Sebanyak 12 orang warga Kabupaten Bekasi, Jawa Barat berstatus orang dalam pemantauan (ODP) virus corona atau covid-19. Pasalnya, mereka terdeteksi baru melakukan perjalanan ke luar negeri, dimana negara tujuan terjangkit virus corona.
"Semuanya WNI (warga negara Indonesia)," kata juru bicara pusat informasi dan koordinasi Covid-19 di Kabupaten Bekasi, dr. Alamsyah ketika dikonfirmasi pada Senin (9/3).
Ia mengatakan, mereka dalam pantauan petugas selama 14 hari sejak pulang dari negara yang dituju. Adapun, kondisinya sekarang dalam keadaan sehat atau tidak sakit.
Selain 12 orang berstatus ODP, kata dia, ada satu orang berstatus PDP (pasien dalam pengawasan). Tapi, pasien ini, menurut dia, kondisinya terus membaik setelah mendapatkan perawatan di rumah sakit.
"Pasien sekarang di rumah dalam masa pemulihan," kata dia.
Sedangkan, untuk pasien suspect virus corona, pihaknya memastikan tidak ada di Kabupaten Bekasi.
Ia menambahkan, pemerintah daerah telah membentuk pusat informasi dan koordinasi Covid-19 sejak Jumat lalu di wilayahnya.
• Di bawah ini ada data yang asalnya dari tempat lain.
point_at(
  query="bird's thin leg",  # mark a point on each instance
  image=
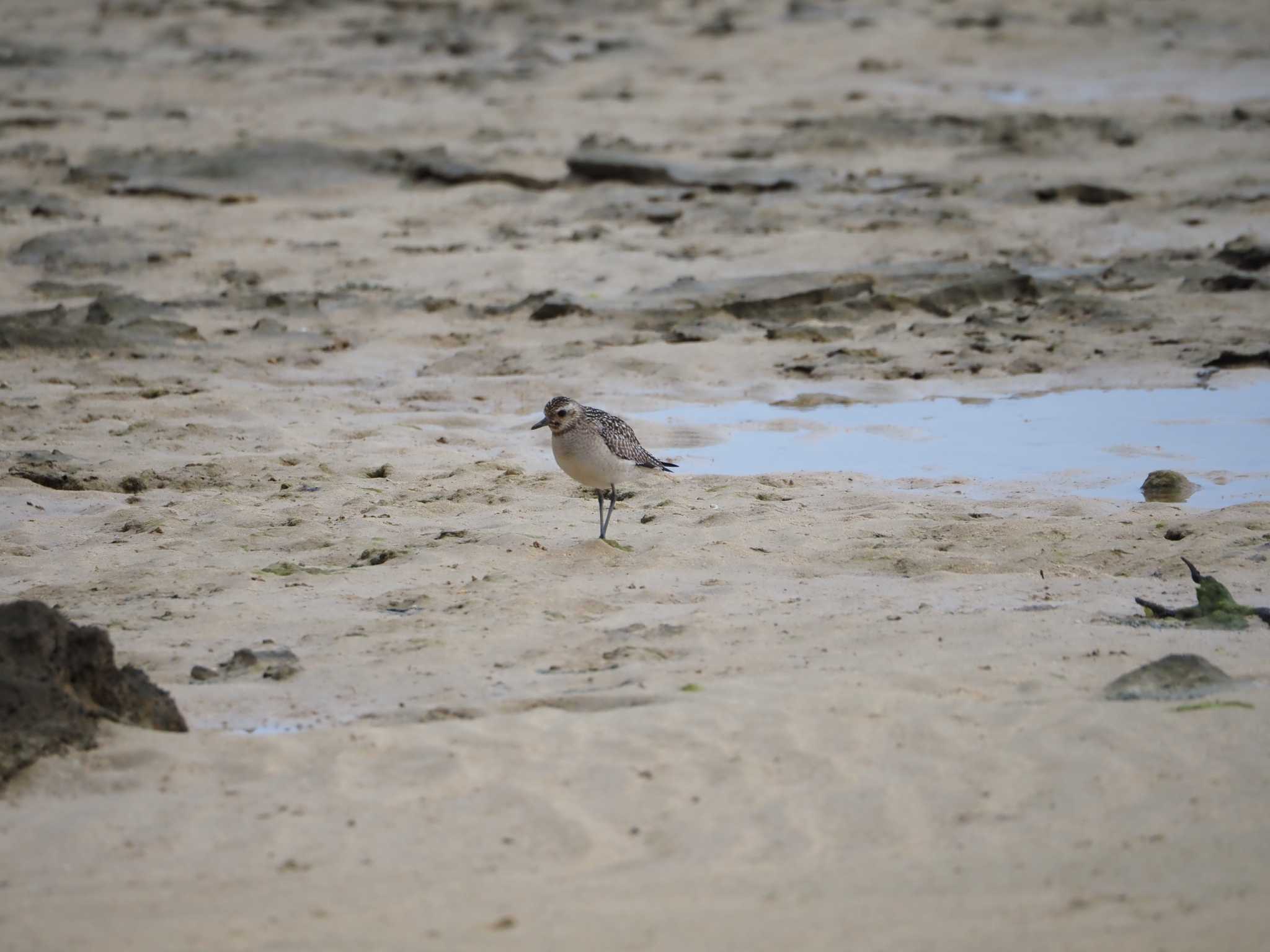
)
(613, 501)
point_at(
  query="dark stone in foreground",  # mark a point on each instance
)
(1245, 253)
(1171, 678)
(58, 679)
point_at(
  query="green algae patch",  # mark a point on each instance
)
(1214, 609)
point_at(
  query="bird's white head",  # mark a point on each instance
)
(561, 414)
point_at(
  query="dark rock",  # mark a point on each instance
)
(1083, 193)
(798, 305)
(1232, 361)
(1168, 487)
(1171, 678)
(641, 170)
(437, 165)
(557, 306)
(58, 679)
(273, 664)
(1245, 253)
(111, 320)
(1226, 283)
(95, 249)
(995, 283)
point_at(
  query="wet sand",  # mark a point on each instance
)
(286, 284)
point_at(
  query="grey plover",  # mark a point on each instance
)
(597, 450)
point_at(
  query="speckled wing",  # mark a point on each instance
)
(621, 439)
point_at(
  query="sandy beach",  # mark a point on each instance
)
(285, 287)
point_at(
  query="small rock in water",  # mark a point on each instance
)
(1168, 487)
(1171, 678)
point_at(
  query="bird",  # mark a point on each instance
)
(597, 450)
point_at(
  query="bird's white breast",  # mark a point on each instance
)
(587, 459)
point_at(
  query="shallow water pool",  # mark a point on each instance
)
(1083, 442)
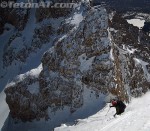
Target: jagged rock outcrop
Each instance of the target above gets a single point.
(130, 48)
(81, 57)
(105, 55)
(43, 30)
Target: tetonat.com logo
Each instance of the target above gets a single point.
(40, 4)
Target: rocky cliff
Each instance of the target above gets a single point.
(106, 56)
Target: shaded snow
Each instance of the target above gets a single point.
(136, 22)
(4, 110)
(135, 118)
(92, 105)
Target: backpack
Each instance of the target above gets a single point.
(121, 104)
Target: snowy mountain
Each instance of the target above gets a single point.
(54, 69)
(136, 118)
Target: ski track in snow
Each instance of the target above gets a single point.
(135, 118)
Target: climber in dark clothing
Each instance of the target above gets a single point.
(119, 105)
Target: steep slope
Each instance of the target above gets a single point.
(92, 57)
(135, 118)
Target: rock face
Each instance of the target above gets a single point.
(81, 57)
(130, 48)
(106, 56)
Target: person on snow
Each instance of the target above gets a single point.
(119, 105)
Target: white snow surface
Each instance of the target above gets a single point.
(135, 118)
(136, 22)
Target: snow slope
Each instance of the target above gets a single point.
(136, 22)
(135, 118)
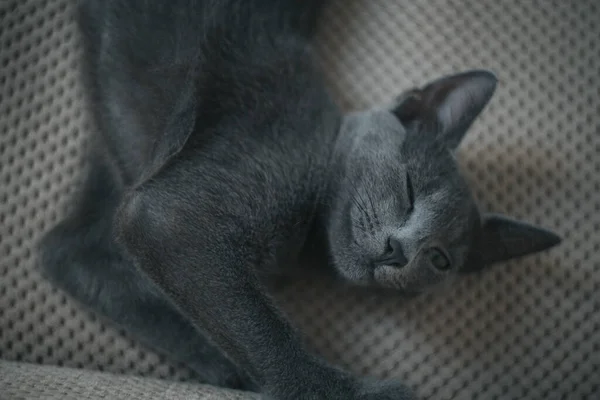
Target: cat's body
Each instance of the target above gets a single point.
(222, 158)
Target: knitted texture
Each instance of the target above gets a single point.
(527, 329)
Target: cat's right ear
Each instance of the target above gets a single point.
(449, 104)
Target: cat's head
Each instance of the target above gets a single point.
(403, 216)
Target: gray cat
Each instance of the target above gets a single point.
(222, 159)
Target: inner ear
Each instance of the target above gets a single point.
(504, 238)
(450, 103)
Ada call center yang telah disebar ke masyarakat adalah 119 dan 112. Sedangkan hotlinenya adalah 021-89910030, 08111139929 dan 0852 83980119.
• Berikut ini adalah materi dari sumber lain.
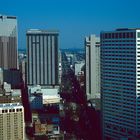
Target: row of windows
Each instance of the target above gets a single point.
(12, 110)
(119, 40)
(118, 44)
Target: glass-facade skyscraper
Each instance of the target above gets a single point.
(8, 42)
(42, 57)
(120, 83)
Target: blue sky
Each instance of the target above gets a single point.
(74, 19)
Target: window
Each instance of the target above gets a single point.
(138, 34)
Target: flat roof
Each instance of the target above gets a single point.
(41, 31)
(8, 17)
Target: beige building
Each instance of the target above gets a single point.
(11, 121)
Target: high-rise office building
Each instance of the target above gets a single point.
(92, 45)
(42, 57)
(120, 83)
(11, 121)
(8, 42)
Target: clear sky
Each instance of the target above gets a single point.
(74, 19)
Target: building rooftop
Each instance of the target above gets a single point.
(8, 17)
(41, 31)
(10, 105)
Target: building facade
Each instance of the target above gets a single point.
(8, 42)
(11, 121)
(120, 83)
(42, 57)
(92, 45)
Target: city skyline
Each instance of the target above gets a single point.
(73, 19)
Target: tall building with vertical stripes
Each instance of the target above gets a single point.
(92, 47)
(120, 84)
(12, 125)
(8, 42)
(42, 57)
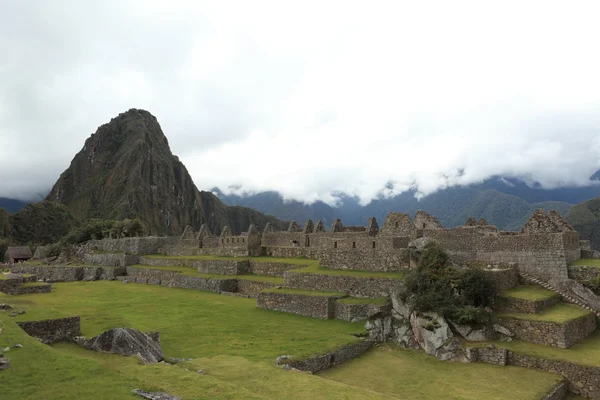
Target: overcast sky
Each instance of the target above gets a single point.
(311, 97)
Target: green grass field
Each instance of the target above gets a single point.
(193, 272)
(235, 343)
(529, 292)
(559, 313)
(592, 262)
(408, 374)
(585, 352)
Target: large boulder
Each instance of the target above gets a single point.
(475, 334)
(4, 363)
(155, 395)
(432, 333)
(127, 342)
(578, 291)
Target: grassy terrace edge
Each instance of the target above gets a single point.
(529, 292)
(302, 292)
(378, 301)
(189, 271)
(589, 262)
(559, 314)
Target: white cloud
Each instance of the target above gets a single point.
(309, 98)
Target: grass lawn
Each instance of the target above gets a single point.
(408, 374)
(297, 261)
(592, 262)
(304, 292)
(559, 313)
(315, 269)
(235, 343)
(378, 301)
(585, 352)
(529, 292)
(193, 272)
(30, 284)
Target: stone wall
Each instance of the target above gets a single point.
(224, 267)
(53, 330)
(516, 305)
(504, 279)
(583, 380)
(333, 358)
(253, 288)
(322, 307)
(136, 245)
(111, 259)
(583, 273)
(70, 274)
(271, 268)
(542, 255)
(549, 333)
(376, 260)
(31, 289)
(558, 392)
(227, 251)
(488, 355)
(357, 286)
(359, 312)
(177, 280)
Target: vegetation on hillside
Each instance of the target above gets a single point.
(97, 229)
(585, 219)
(459, 294)
(193, 324)
(41, 224)
(126, 170)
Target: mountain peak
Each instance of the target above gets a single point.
(126, 170)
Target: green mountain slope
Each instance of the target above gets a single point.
(585, 219)
(126, 170)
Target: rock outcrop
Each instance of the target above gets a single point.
(4, 363)
(126, 170)
(126, 342)
(154, 395)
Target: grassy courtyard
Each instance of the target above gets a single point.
(234, 343)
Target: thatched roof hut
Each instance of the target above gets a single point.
(16, 254)
(40, 252)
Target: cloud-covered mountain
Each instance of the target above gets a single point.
(504, 202)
Ia meminta kepada masyarakat untuk mengenali ciri-ciri terjangkit gejala Covid-19. Antara lain demam tinggi di atas 38 derajat celcius, batuk. pilek, dan sesak napas, memiliki riwayat perjalanan ke China (Wuhan) atau negara lain yang terjangkit Covid-19, dan kontak erat dengan kasus konfirmasi covid-19.